I quickly found an old laptop and pulled its battery apart. (Only after I’d done it did I discover that it’s a potentially hazardous thing to do. An accidental shorting of terminals - all-too-easy to do - could lead to a very dangerous flareup). I managed to scavenge four good cells without incident, learning a lot about Lithium-Ion battery regulation along the way. (For those that don't know, you need to deal with regulation while charging the batteries with just as much care as regulation while discharging.)

Fully charged, my 18650s reach about 4.2V. In my experience, applying this to the 3.3v ESP 12 works just fine. Indeed, I’ve even read that sometimes it’s recommended to use 5v to flash an ESP.

A disadvantage of the ESP 07 is that for some reason its indicator light remains on at all times - even in deep sleep. This considerably saps the power. The solution, I discovered, is to prise the LED off the board, reducing power consumption in sleep mode to almost nothing.

Assembly

When using ESPs, I never solder them directly to a board, choosing to mount them on headers instead. That way, if I need to re-flash or access them, they’re easy to pop out. Mounting them on headers also allows me to place electronics below the board, keeping the whole apparatus small, neat and tidy.
Using Headers

(This photo was taken before I inserted the voltage-dividing resistors).

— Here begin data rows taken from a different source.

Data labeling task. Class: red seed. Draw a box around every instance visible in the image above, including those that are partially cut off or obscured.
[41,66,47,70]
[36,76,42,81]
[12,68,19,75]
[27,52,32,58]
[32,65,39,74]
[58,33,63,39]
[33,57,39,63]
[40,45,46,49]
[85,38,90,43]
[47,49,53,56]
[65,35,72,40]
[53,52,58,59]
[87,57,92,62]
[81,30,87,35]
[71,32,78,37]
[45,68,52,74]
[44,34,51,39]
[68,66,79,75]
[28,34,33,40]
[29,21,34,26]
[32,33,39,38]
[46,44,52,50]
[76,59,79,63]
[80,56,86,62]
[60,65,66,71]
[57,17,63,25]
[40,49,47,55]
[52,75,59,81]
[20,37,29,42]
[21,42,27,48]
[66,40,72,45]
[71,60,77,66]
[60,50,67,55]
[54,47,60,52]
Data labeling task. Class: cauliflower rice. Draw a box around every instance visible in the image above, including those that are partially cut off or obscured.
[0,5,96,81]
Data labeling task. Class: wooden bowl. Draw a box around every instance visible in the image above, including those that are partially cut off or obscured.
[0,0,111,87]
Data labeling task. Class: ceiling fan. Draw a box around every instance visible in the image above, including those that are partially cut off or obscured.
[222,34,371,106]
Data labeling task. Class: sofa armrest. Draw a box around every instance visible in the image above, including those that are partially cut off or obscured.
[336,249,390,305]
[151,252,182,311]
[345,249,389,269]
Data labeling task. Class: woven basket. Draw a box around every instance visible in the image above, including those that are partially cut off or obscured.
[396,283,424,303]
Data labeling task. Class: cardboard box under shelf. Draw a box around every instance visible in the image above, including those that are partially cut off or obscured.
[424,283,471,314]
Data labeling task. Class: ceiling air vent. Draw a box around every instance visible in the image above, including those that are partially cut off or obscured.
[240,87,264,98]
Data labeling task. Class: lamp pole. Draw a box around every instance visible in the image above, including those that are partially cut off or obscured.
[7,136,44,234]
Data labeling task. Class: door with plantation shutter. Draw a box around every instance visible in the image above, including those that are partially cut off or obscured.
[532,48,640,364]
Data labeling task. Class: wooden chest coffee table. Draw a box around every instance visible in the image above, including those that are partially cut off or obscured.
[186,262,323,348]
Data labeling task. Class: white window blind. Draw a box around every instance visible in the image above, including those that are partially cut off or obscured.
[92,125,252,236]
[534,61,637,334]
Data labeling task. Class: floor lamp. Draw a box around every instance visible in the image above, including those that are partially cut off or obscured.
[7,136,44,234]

Being extremely light (barely a few grams) the board is stuck to the side of the mailbox with double-sided tape.

The two parts of the reed switch are attached, one on the flap itself, the other on the inside of the mailbox, so that when the flap is lifted, it triggers the switch - which in turn resets the ESP and begins the alerting process.

The Finished Item

Addendum

Following publication of this project, I've received valuable feedback from readers - particularly brakeline.

It turns out you don't need a voltage divider to read the battery voltage on an ESP. (The two resistors on the right of the circuit diagram - which can now be excluded.) Instead, you can use the function

ESP.getVcc  

For those of you, who, like me, need that spelled out:

First, in the definitions section at the start of your sketch, you'll need to define the analog pin like this:

ADC_MODE(ADC_VCC);

Then, in the text of the email from blynk incorporate:

ESP.getVcc()/10

That should give you the battery voltage. (I used it in another project and it seems to work well. To be honest, I don't know why the result needs to be divided by ten. I arrived at it through trial and error).

The other valuable thing I picked up from brakeline is that using a power source above 3.3v actually reduces the standby time. He suggested using an Ht7333 to regulate down to 3.3v.

Many thanks for all your input and if anyone has more suggestions, please write them in the comments below.

Update - Six Months Later

Since the writing of this post about half a year ago, I've had to re-think one of my claims above.

I mentioned that it's okay to flash an ESP at 5v, but I now understand this is probably inadvisable. My mail notifier worked for several months, but one day suddenly stopped. I fiddled with it for hours trying to identify the problem - which got me reading about the instability of the ESP.

I appears it's extremely sensitive to power issues and it's recommended to use 3.3v only - along with appropriate stabilising capacitors. So please, don't flash at 5v, but read up on best practices on powering the ESP. I found this article very useful.